Mondelez is instead investing in serious relationships with technology providers including Google and Facebook.

Google is working with Mondelez on new product innovations, including access to unprecedented consumer insights and feedback, with a panel of two million people created by Google.

Facebook has brought a scalable solution to drive impulse buying to the table, replicating the impulse-purchase behaviours in store but on the Facebook platform.

What does this all mean for the traditional Ad Agency model?

Well it certainly doesn’t predict its early demise, nor does it suggest that there isn’t still huge value to be attained through world class, above the line campaigns.

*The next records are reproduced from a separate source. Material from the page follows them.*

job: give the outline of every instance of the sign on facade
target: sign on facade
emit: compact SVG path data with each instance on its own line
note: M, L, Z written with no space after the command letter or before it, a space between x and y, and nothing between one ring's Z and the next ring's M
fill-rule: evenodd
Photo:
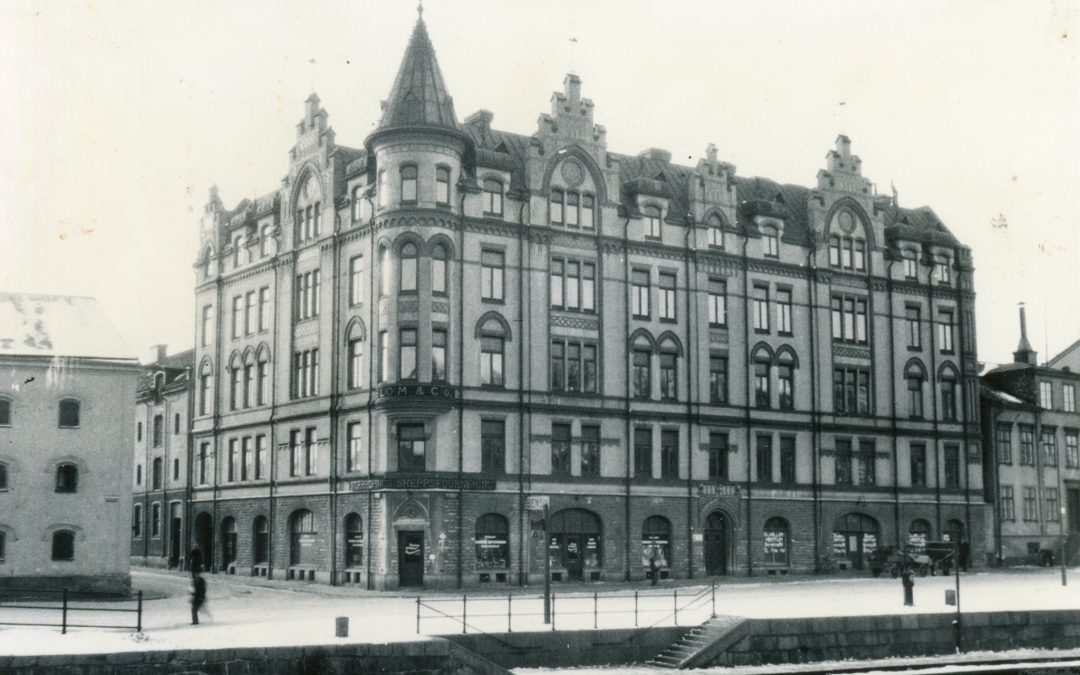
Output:
M525 498L526 511L543 511L551 506L551 497L548 495L529 495Z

It does suggest the need for brands to think about marketing in a more holistic way, that blends the great creative idea of the ad agency and appropriate levels of awareness advertising, but that also creates new capabilities and partnerships that are able to drive real innovation in how to build enduring and personalised relationships with consumers through content, data, personalisation and true multi-platform approaches.

I believe few agencies are equipped to provide true cross-platform, blended marketing strategies; few of the innovative start-ups have the breadth of experience to weave their ideas into relevant customer experiences that can sustain; and whilst technology and platform providers have the technical know how to manage the complex data and channel mix needed for success they lack creative bite.

We have reached the tipping point in the old ad agency model. No longer will brands engage with a single retained provider, instead they will manage an increasingly complex marketing ecosystem that to be successful, continues to get the best creative ideas from ideas factories, the best and latest innovations from start-ups, and the right sustainable technology platforms and execution capabilities from strategic marketing technology providers.

In the foreword of the recent Drum report it states:

‘It’s about being human. Imagine if we spoke to our friends by phone but ignored them in the street. Imagine if we replied to emails but ignored texts. What if we recommended a restaurant highly but always went somewhere else? Odd.’

If brands are to build enduring relevance and resonance with their customers they must drive the pace of change, renegotiate their relationships with agency partners and demand a better more connected approach to future marketing.

Traditional Advertising Agencies who cannot respond to the pace of change, may well face extinction as their margin and revenue is eroded from all sides by more creative, more technically savvy and more innovative players able to work together for client success.